Intermediate11 min read

Prompting 201: Structured Prompts & JSON Output

Advanced prompting: structured formats, JSON output, few-shot learning, chain-of-thought, and prompt templates for production.

promptingadvancedstructured-outputJSONtemplates

TL;DR

Advanced prompting makes AI outputs reliable, structured, and production-ready. Use structured prompts with clear sections, request JSON for machine-readable responses, provide examples (few-shot learning) to guide behavior, and ask AI to think step-by-step (chain-of-thought) for complex problems. Build reusable templates, test thoroughly, and version your prompts like code.

Why it matters

Basic prompting works for casual use, but production systems need consistency. When you're building an API, automating workflows, or integrating AI into products, you can't rely on unpredictable free-form responses. Advanced techniques give you the control and reliability you need.

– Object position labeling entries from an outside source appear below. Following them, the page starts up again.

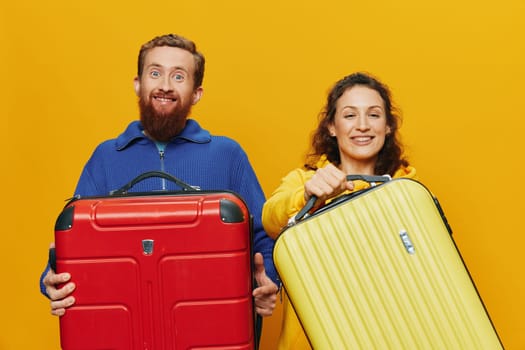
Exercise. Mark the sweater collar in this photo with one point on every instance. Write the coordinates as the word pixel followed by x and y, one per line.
pixel 192 132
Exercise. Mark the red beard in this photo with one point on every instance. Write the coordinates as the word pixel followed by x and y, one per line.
pixel 162 125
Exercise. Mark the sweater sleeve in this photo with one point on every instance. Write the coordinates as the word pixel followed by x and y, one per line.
pixel 286 201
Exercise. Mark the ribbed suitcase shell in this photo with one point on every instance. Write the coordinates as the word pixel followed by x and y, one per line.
pixel 193 290
pixel 380 270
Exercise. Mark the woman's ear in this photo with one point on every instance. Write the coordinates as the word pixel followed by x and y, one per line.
pixel 331 130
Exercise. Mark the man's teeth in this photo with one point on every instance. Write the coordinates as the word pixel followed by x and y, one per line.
pixel 164 99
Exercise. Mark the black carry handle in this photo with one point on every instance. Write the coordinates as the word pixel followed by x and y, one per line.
pixel 124 189
pixel 52 260
pixel 372 179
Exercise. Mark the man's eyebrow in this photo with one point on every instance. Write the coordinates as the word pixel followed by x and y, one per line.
pixel 158 65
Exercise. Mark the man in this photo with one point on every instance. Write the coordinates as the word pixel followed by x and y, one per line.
pixel 168 84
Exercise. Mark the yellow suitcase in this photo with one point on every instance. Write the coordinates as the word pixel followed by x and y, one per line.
pixel 380 270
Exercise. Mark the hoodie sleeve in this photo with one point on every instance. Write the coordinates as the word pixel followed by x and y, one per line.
pixel 286 201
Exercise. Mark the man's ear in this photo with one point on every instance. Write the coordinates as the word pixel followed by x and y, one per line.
pixel 136 84
pixel 197 94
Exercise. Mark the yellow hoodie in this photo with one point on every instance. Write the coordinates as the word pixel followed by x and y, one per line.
pixel 285 202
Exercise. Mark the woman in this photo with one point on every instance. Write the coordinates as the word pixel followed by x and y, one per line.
pixel 357 134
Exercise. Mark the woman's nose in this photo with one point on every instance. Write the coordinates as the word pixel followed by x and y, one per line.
pixel 362 122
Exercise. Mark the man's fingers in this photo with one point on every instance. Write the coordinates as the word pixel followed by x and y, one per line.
pixel 58 307
pixel 60 293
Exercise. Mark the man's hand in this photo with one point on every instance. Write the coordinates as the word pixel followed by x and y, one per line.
pixel 60 298
pixel 266 293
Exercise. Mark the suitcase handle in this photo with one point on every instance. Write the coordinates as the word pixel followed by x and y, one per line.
pixel 124 189
pixel 372 179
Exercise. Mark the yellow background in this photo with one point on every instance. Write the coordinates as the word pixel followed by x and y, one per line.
pixel 456 68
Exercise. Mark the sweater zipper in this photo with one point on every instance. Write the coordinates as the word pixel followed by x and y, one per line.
pixel 161 148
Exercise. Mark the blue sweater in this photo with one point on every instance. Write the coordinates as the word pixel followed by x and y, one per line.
pixel 194 156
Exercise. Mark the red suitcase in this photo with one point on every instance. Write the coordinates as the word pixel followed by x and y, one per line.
pixel 157 271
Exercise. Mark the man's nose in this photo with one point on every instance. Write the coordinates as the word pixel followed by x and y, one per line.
pixel 165 83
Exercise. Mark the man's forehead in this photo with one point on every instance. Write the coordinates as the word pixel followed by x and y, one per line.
pixel 169 57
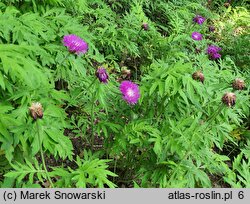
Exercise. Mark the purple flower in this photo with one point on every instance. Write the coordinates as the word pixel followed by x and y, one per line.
pixel 199 19
pixel 196 36
pixel 215 56
pixel 145 26
pixel 212 51
pixel 75 44
pixel 130 91
pixel 102 75
pixel 211 28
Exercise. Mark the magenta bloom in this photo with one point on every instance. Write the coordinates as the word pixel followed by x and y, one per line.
pixel 196 36
pixel 102 75
pixel 199 19
pixel 75 44
pixel 212 51
pixel 130 91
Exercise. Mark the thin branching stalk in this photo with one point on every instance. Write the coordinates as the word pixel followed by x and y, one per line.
pixel 42 156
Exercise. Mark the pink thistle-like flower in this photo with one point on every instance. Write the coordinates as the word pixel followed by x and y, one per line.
pixel 196 36
pixel 199 19
pixel 102 75
pixel 130 91
pixel 212 51
pixel 75 44
pixel 145 26
pixel 229 99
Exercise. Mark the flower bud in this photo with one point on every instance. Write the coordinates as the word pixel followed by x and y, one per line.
pixel 145 26
pixel 238 84
pixel 36 110
pixel 198 75
pixel 229 99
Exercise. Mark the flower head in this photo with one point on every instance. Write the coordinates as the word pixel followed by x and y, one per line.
pixel 199 19
pixel 130 91
pixel 126 73
pixel 198 75
pixel 211 28
pixel 75 44
pixel 238 84
pixel 196 36
pixel 36 110
pixel 145 26
pixel 212 51
pixel 102 75
pixel 229 99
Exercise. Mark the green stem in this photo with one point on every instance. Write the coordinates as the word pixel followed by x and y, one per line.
pixel 81 92
pixel 42 156
pixel 115 168
pixel 92 121
pixel 217 112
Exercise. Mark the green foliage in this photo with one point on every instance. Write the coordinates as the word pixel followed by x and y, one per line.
pixel 179 134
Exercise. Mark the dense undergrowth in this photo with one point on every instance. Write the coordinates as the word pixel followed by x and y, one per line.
pixel 179 134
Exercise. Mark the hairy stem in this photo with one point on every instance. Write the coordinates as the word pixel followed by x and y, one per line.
pixel 42 155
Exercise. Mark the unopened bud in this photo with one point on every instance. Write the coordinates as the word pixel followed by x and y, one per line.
pixel 36 110
pixel 198 75
pixel 229 99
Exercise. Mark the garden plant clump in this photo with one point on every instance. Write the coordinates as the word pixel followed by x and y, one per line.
pixel 128 93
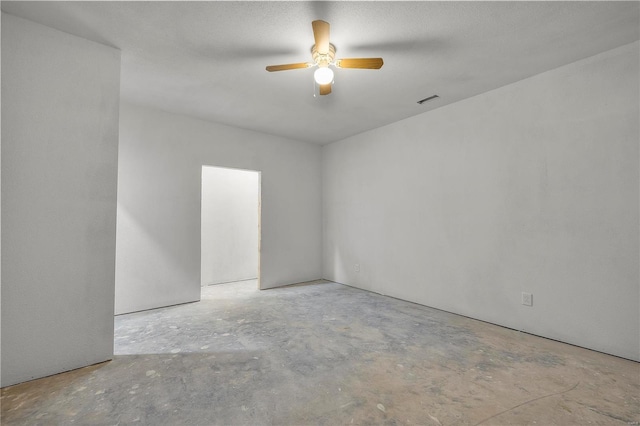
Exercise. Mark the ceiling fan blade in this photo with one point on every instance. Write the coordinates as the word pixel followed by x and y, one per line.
pixel 364 63
pixel 285 67
pixel 325 89
pixel 321 35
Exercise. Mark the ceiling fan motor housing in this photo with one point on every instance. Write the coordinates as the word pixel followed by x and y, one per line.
pixel 323 59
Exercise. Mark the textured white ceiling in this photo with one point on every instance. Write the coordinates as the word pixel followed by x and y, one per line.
pixel 207 59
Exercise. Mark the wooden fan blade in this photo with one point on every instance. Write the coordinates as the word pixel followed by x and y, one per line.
pixel 325 89
pixel 365 63
pixel 321 35
pixel 285 67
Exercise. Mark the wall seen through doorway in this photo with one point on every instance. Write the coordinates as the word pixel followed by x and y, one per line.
pixel 229 225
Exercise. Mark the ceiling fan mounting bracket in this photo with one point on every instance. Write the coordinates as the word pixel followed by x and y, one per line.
pixel 323 60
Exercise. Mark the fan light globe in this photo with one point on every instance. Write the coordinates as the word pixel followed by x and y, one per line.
pixel 323 75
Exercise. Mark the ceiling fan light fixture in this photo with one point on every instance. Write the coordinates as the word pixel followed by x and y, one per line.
pixel 323 75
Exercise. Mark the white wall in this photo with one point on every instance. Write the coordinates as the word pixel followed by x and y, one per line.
pixel 532 187
pixel 159 178
pixel 60 98
pixel 229 225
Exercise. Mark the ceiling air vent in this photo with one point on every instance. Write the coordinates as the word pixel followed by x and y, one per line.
pixel 430 98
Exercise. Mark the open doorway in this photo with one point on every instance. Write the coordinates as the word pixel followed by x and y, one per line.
pixel 230 226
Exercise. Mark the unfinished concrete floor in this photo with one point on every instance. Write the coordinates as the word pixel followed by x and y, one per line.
pixel 328 354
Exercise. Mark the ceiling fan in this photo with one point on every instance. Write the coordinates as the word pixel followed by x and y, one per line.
pixel 323 54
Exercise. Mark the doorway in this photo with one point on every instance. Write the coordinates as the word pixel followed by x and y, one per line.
pixel 230 226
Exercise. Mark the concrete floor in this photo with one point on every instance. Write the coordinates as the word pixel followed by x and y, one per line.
pixel 328 354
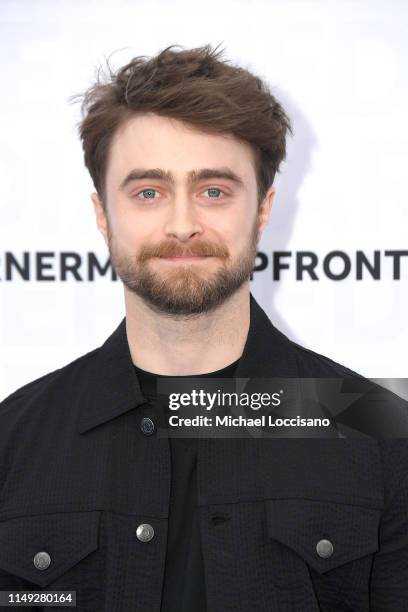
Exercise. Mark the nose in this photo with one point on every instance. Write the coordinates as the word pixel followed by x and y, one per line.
pixel 183 222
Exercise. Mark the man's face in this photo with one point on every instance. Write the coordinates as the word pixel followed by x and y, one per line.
pixel 182 242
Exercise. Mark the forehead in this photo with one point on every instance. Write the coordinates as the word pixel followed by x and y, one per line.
pixel 149 140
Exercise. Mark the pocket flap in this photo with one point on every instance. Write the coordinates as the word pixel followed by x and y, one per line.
pixel 65 537
pixel 325 534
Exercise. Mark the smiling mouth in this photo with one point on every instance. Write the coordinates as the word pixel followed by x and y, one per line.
pixel 186 258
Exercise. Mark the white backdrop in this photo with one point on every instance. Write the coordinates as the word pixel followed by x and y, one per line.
pixel 340 70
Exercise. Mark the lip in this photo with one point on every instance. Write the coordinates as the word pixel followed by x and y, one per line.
pixel 187 258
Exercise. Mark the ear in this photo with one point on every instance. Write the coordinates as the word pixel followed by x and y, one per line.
pixel 265 209
pixel 101 217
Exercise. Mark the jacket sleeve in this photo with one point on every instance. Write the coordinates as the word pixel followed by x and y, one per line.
pixel 389 576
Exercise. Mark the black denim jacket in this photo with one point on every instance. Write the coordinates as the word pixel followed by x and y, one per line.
pixel 78 477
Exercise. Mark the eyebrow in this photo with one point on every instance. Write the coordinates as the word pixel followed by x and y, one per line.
pixel 194 176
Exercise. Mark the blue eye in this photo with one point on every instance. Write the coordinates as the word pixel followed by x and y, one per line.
pixel 214 189
pixel 150 191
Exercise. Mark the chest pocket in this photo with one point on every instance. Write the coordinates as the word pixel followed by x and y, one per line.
pixel 325 534
pixel 41 548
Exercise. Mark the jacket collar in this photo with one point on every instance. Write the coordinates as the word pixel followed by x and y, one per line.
pixel 114 388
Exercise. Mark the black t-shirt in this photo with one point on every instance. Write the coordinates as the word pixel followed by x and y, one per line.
pixel 184 581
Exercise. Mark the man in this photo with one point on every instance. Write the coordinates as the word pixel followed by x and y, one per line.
pixel 183 149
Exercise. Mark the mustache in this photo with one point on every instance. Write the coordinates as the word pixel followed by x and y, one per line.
pixel 170 249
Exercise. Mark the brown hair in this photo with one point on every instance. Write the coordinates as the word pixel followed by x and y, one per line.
pixel 193 86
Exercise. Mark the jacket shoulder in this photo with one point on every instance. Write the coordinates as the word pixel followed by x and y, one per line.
pixel 315 364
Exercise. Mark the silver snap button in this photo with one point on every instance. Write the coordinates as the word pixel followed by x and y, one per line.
pixel 324 548
pixel 42 560
pixel 145 532
pixel 147 426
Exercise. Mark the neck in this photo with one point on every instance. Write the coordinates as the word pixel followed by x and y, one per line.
pixel 182 345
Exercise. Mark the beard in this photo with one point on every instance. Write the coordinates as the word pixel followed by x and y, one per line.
pixel 184 288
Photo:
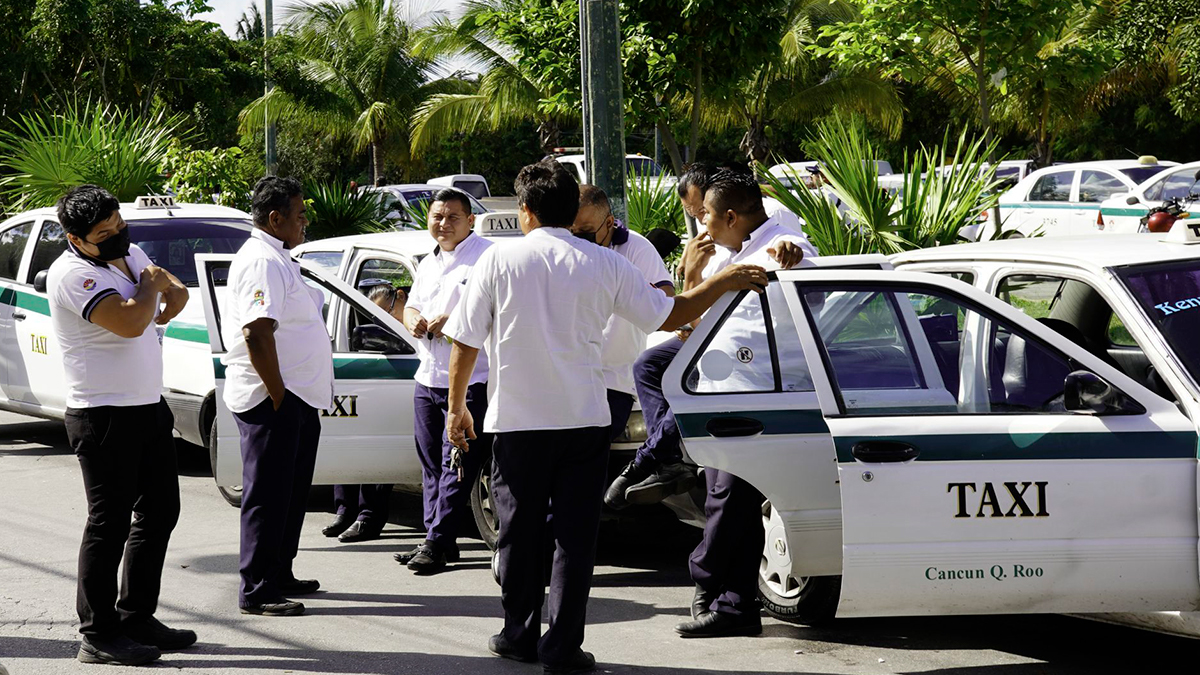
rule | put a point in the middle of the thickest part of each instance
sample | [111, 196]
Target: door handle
[732, 426]
[879, 452]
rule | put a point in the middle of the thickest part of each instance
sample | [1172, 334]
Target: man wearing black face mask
[106, 302]
[623, 341]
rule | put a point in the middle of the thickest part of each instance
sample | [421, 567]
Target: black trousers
[279, 454]
[127, 457]
[726, 560]
[534, 475]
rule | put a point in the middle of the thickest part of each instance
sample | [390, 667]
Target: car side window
[894, 351]
[756, 348]
[1053, 187]
[12, 249]
[1096, 186]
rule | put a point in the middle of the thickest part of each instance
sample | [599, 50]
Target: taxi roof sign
[1185, 232]
[498, 223]
[155, 202]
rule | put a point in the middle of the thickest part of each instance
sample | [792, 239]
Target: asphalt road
[373, 617]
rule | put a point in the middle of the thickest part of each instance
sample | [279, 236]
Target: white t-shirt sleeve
[261, 291]
[637, 302]
[471, 323]
[646, 258]
[79, 290]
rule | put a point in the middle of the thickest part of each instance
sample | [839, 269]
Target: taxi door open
[987, 463]
[366, 435]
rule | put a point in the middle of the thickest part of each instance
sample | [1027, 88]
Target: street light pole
[268, 33]
[604, 115]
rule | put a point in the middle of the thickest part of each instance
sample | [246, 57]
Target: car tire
[481, 505]
[810, 601]
[231, 494]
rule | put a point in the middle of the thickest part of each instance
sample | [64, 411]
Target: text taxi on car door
[31, 380]
[1065, 199]
[1122, 213]
[928, 448]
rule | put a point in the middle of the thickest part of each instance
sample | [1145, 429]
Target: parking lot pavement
[373, 617]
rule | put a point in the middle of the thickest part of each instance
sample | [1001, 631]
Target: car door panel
[978, 513]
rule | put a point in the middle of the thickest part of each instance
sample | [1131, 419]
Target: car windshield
[1141, 174]
[174, 243]
[1170, 296]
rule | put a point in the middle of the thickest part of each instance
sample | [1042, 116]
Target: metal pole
[268, 31]
[604, 115]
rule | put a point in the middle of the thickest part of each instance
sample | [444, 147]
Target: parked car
[31, 380]
[1066, 199]
[1122, 213]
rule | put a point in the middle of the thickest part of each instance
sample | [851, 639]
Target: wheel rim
[775, 567]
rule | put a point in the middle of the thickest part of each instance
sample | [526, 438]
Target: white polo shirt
[623, 341]
[743, 336]
[540, 306]
[439, 285]
[101, 368]
[265, 282]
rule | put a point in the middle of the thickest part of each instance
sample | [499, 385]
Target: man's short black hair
[550, 192]
[274, 193]
[731, 190]
[696, 173]
[84, 207]
[448, 195]
[593, 196]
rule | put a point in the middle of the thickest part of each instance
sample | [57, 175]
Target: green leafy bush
[46, 154]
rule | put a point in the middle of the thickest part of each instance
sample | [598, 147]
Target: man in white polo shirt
[541, 305]
[279, 375]
[623, 341]
[439, 284]
[105, 306]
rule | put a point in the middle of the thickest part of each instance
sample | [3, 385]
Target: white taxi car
[31, 380]
[1123, 213]
[1065, 199]
[993, 428]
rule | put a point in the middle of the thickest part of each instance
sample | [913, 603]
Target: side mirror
[1084, 392]
[371, 338]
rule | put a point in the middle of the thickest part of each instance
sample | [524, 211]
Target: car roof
[131, 213]
[1090, 251]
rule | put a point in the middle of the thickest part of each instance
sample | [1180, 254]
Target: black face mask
[115, 246]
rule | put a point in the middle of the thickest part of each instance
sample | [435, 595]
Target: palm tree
[507, 93]
[801, 87]
[354, 76]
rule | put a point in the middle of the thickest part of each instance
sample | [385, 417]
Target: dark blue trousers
[661, 432]
[370, 502]
[279, 454]
[445, 496]
[726, 560]
[535, 475]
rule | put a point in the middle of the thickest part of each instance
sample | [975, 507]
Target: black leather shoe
[403, 557]
[285, 608]
[630, 476]
[359, 531]
[718, 625]
[299, 586]
[670, 479]
[701, 602]
[501, 646]
[339, 525]
[583, 662]
[118, 651]
[153, 632]
[429, 560]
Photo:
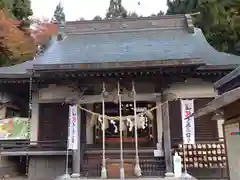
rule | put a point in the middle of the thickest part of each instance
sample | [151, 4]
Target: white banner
[188, 125]
[73, 128]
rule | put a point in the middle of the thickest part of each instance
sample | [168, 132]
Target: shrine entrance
[146, 125]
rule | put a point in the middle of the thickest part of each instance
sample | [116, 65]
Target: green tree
[59, 15]
[19, 10]
[116, 10]
[219, 20]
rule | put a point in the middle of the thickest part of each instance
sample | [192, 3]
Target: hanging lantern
[149, 115]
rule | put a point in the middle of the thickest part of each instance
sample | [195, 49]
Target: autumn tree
[116, 10]
[59, 15]
[219, 20]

Structured prompts: Format, sections, and clarity

Structure turns messy prompts into reliable instructions. Break your prompt into clear sections:

Basic structure:

[ROLE] You are an expert technical writer.

[CONTEXT] I'm documenting a REST API for developers.

[TASK] Write clear, concise descriptions for each endpoint.

[CONSTRAINTS]
- Use active voice
- Maximum 2 sentences per description
- Include HTTP method and path

[EXAMPLE]
GET /users/{id}
Retrieves a single user by their unique identifier. Returns 404 if user not found.

[INPUT]
POST /orders - Creates a new order

This format makes it easy to modify individual sections without rewriting everything. You can swap roles, add constraints, or update examples independently.

Why it works:

Clear boundaries prevent confusion
Easy to debug when outputs are wrong
Reusable across similar tasks
Forces you to think through requirements

Requesting JSON output

When integrating AI into code, you need machine-readable responses. JSON is perfect for this.

Pattern 1: Direct request

Analyze this customer review and return JSON with sentiment and key themes.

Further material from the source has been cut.